The six hours of arguments spread over three days are the most the court has heard in a case in 44 years.
Tomorrow, the last day, the justices will consider what should happen to the rest of the law if they invalidate the insurance requirement. The court also will take up whether the law, by expanding the Medicaid program, unconstitutionally coerces states into spending more on health care for the poor.
The fate of the insurance requirement will turn partly on the court's interpretation of the constitutional provision that lets Congress regulate interstate commerce. The justices' opinions in previous cases only hint at how they may apply it to the insurance requirement.
The government says that every American is already part of the interstate market for health care and that the mandate requires them to get coverage to pay for treatment they'll eventually need. The challengers say Americans who fail to buy insurance can't be regulated because they aren't engaged in commerce. Congress has never before required people to purchase something, they say.

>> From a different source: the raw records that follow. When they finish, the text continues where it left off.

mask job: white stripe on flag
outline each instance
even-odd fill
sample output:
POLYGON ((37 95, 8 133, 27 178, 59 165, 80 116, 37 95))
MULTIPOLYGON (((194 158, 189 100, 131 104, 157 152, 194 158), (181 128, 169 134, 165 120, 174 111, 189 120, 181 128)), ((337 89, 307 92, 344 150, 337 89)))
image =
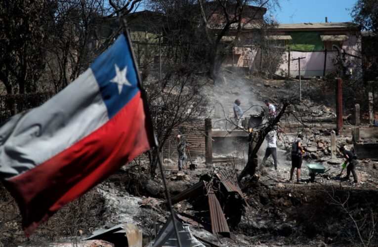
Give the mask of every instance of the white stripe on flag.
POLYGON ((0 129, 0 172, 9 177, 64 150, 109 120, 90 69, 39 107, 12 118, 0 129))

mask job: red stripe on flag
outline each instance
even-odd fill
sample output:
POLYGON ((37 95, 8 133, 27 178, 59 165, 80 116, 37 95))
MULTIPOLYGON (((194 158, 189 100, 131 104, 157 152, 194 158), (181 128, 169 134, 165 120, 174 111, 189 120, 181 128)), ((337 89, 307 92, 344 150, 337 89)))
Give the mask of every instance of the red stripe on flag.
MULTIPOLYGON (((153 146, 138 92, 109 122, 50 160, 5 182, 27 235, 65 205, 153 146)), ((72 129, 75 132, 75 129, 72 129)))

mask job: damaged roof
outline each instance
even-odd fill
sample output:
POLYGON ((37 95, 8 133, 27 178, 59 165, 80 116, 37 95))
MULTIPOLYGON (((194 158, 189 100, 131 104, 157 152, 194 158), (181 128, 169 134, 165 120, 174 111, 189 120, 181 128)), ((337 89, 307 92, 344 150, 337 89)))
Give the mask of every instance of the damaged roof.
POLYGON ((278 24, 280 30, 292 30, 295 29, 358 29, 358 25, 352 22, 320 22, 312 23, 311 22, 293 24, 278 24))
POLYGON ((322 41, 346 41, 348 36, 346 35, 321 35, 322 41))

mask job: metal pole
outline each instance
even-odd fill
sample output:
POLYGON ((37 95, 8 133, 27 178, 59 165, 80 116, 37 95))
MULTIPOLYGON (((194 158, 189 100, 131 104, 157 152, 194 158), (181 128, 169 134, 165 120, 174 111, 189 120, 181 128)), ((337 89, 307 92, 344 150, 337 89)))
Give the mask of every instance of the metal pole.
POLYGON ((302 82, 300 81, 300 59, 298 59, 298 67, 299 70, 299 101, 302 102, 302 82))
POLYGON ((336 78, 336 116, 337 118, 336 128, 337 131, 336 134, 339 135, 342 130, 342 87, 341 78, 336 78))
POLYGON ((288 80, 290 80, 290 63, 292 62, 291 60, 290 60, 290 56, 291 56, 291 53, 292 52, 292 48, 290 47, 290 46, 289 46, 289 55, 288 55, 288 58, 289 58, 289 61, 288 62, 288 80))
POLYGON ((323 77, 326 76, 326 68, 327 67, 327 48, 324 49, 324 68, 323 70, 323 77))
POLYGON ((159 63, 160 69, 160 80, 162 80, 162 41, 161 37, 159 37, 159 63))
POLYGON ((176 237, 177 239, 177 244, 179 247, 181 247, 181 242, 180 240, 180 237, 178 235, 178 231, 177 230, 177 227, 176 225, 176 219, 174 217, 174 212, 173 212, 173 208, 172 207, 172 202, 170 201, 170 196, 169 195, 169 191, 168 190, 168 186, 167 186, 167 181, 166 181, 166 177, 164 176, 164 172, 163 170, 163 162, 162 162, 162 157, 160 156, 159 151, 158 150, 158 148, 156 148, 156 152, 158 154, 158 161, 159 162, 159 166, 160 167, 160 174, 162 176, 162 179, 163 179, 163 182, 164 184, 165 192, 166 193, 166 197, 167 200, 168 201, 168 205, 169 206, 169 209, 170 210, 170 214, 172 215, 172 219, 173 221, 173 228, 174 229, 174 233, 176 234, 176 237))
POLYGON ((306 58, 306 57, 298 57, 298 58, 294 58, 292 59, 292 61, 298 60, 298 74, 299 75, 299 100, 300 102, 302 102, 302 82, 300 77, 300 59, 303 59, 303 58, 306 58))

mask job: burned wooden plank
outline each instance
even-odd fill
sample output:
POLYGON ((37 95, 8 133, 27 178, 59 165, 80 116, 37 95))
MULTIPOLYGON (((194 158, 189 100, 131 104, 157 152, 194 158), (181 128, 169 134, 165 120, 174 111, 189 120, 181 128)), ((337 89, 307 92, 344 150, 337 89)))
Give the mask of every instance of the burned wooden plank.
POLYGON ((200 181, 189 189, 187 189, 180 194, 172 197, 171 201, 172 204, 174 204, 188 198, 201 194, 202 193, 205 184, 200 181))
POLYGON ((222 170, 216 174, 220 182, 229 192, 237 192, 242 198, 244 197, 242 189, 238 184, 238 179, 236 173, 231 171, 222 170))

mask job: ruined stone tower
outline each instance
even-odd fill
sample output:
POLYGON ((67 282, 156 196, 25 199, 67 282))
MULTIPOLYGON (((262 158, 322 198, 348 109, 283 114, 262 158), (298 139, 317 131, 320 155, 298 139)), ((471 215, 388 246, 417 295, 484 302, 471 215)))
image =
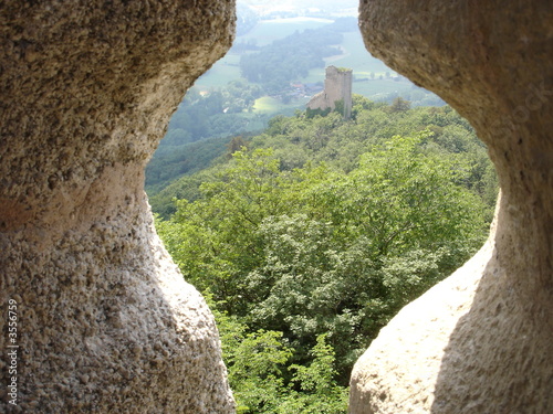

Upholding the mandate, opponents say, would mean Congress could force consumers to buy any product for the sake of stimulating the economy. Instead of providing cash incentives to buy new cars and boost the auto industry, as the government did in 2009, Congress could have required everyone above a certain income level to buy a new car, they say.
The Obama administration and its allies say the auto and health-care industries aren't the same. Uninsured people consumed $118 billion in health-care services in 2008 and paid only 37 percent of those costs, the administration says. Those costs are passed from care providers to insurers to policyholders, ultimately increasing the average premium for insured families by $1,000 a year, the government says.
The government also says the individual mandate will keep policy premiums in check by giving insurers millions of new, low-cost customers. Otherwise, prices would soar because the law also requires insurers to accept applicants with pre-existing conditions and charge them the same rates as other policyholders, the government says.
Of the four federal appeals courts to rule on the health-care law, two upheld it, one declared the insurance mandate unconstitutional and the fourth said the Anti-Injunction Act made a judicial review premature.